Ries shakes hands with Langkilde
Alumna Kristen Ries shakes hands with Dean Tracy Langkilde. Credit: Michelle Bixby

Ries is a professor emerita of internal medicine at the University of Utah and a retired infectious diseases physician known for her work to provide patient-centered care during the height of the HIV/AIDS pandemic. 

Ries grew up on a farm in Bucks County, PA, and began her education at Sunnyside one room school. She then attended Penn State, where she initially struggled but found support as a member of the Alpha Omicron Pi sorority. After earning bachelor’s and master’s degrees at Penn State, she graduated with honors from Drexel School of Medicine, where she also completed her residency and served as a faculty member in infectious diseases.
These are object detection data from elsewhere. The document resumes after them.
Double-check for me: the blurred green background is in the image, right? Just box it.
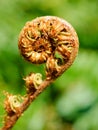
[0,0,98,130]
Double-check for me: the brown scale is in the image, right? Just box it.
[18,16,79,75]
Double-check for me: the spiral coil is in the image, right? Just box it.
[18,16,79,77]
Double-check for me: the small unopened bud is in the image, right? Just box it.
[5,94,22,114]
[24,73,43,93]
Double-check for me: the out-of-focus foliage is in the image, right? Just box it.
[0,0,98,130]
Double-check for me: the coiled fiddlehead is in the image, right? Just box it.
[2,16,79,130]
[18,16,79,79]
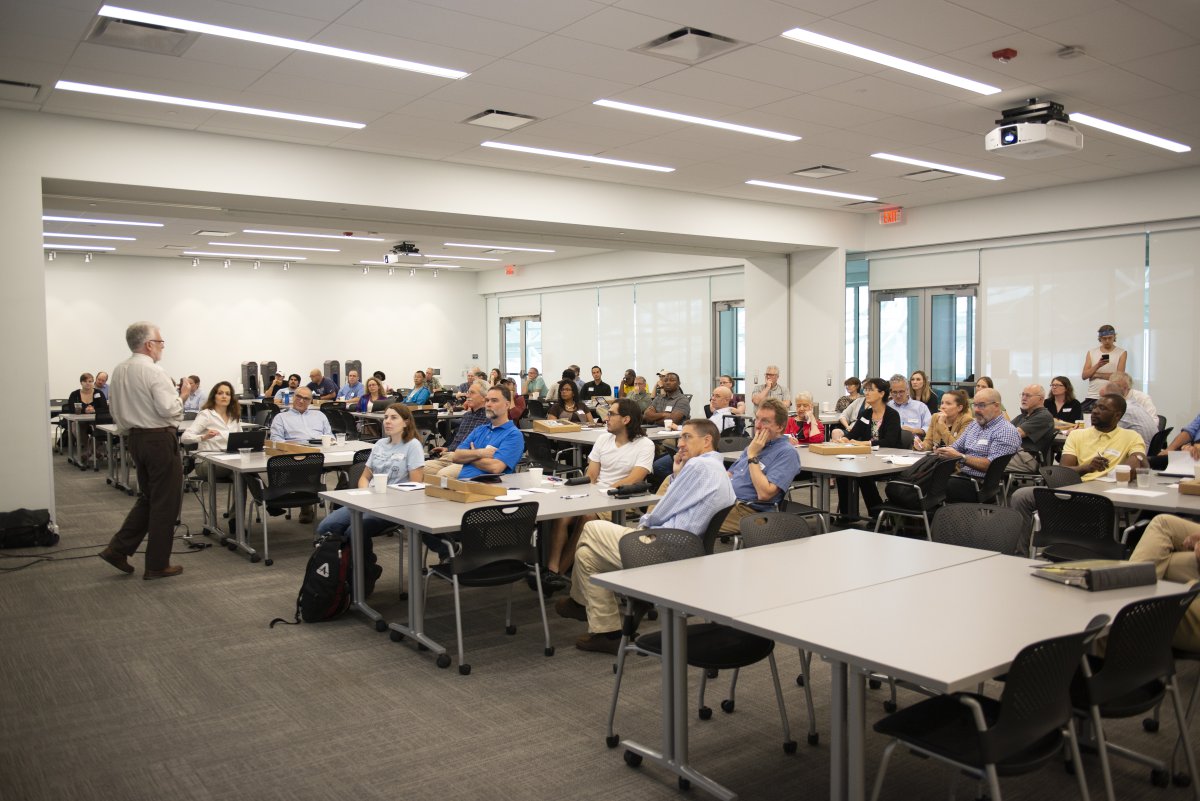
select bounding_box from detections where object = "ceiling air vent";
[84,17,200,55]
[632,28,748,64]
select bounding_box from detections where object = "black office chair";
[425,502,554,676]
[605,529,796,757]
[1032,487,1126,562]
[946,453,1013,504]
[1070,582,1200,801]
[866,459,958,540]
[246,453,325,567]
[871,615,1109,801]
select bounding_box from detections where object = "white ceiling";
[9,0,1200,265]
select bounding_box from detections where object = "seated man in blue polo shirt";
[935,390,1021,478]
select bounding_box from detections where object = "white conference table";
[196,440,372,562]
[320,472,660,668]
[593,531,1182,801]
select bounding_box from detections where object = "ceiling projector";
[984,98,1084,158]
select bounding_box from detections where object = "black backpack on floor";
[269,534,383,628]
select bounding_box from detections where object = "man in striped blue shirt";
[554,420,737,654]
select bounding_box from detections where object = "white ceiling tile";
[509,36,684,84]
[337,0,544,56]
[405,0,606,31]
[1032,6,1195,64]
[838,0,1016,55]
[647,67,794,110]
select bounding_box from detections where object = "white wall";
[46,253,484,397]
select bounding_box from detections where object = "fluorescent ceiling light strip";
[480,141,674,173]
[424,253,499,261]
[871,153,1004,181]
[746,181,878,200]
[241,228,384,242]
[209,242,341,253]
[781,28,1001,95]
[54,80,367,128]
[184,251,307,261]
[592,100,800,141]
[42,215,162,228]
[98,6,470,80]
[42,231,138,242]
[442,242,557,251]
[1070,112,1192,153]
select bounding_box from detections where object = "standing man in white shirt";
[100,323,184,579]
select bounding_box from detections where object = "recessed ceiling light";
[209,242,341,253]
[54,80,367,128]
[97,6,470,80]
[42,215,162,228]
[422,253,499,261]
[42,231,138,242]
[1070,112,1192,153]
[871,153,1004,181]
[781,28,1001,95]
[442,242,557,253]
[182,251,307,261]
[241,228,383,242]
[479,141,674,173]
[592,100,800,141]
[746,181,878,200]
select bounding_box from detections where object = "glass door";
[871,287,977,392]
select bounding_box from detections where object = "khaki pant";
[571,520,637,633]
[1129,514,1200,651]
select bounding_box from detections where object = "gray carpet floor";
[0,457,1200,801]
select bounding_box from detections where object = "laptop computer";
[226,428,266,453]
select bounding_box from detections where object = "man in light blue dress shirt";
[554,420,737,654]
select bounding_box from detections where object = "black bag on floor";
[0,508,59,548]
[269,534,383,628]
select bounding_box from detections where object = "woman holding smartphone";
[1082,323,1129,412]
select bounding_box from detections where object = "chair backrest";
[979,615,1109,763]
[739,512,816,548]
[1033,487,1124,559]
[1087,582,1200,705]
[266,453,325,492]
[930,504,1028,555]
[618,529,704,568]
[451,501,538,574]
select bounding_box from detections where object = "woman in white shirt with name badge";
[541,400,654,594]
She then served in the Lakota Sioux Indian Health Services in Rosebud, South Dakota, and the National Health Services Corp in Vermillion, South Dakota. Longing to work in infectious diseases, she moved to Salt Lake City, just as the illness that was later called Acquired Immunodeficiency Syndrome (AIDS) was described. Although most health care physicians, clinics, and hospitals refused care to AIDS patients at the time, she built a sizable AIDS clinic and was later recruited to bring her patient-centered clinic to the University of Utah. The clinic thrived there and received many awards for its model of care and education of health care providers.

After retirement, an Emmy Award winning movie called “Quiet Heroes” was made about Ries and her physician assistant and partner, Maggie Snyder.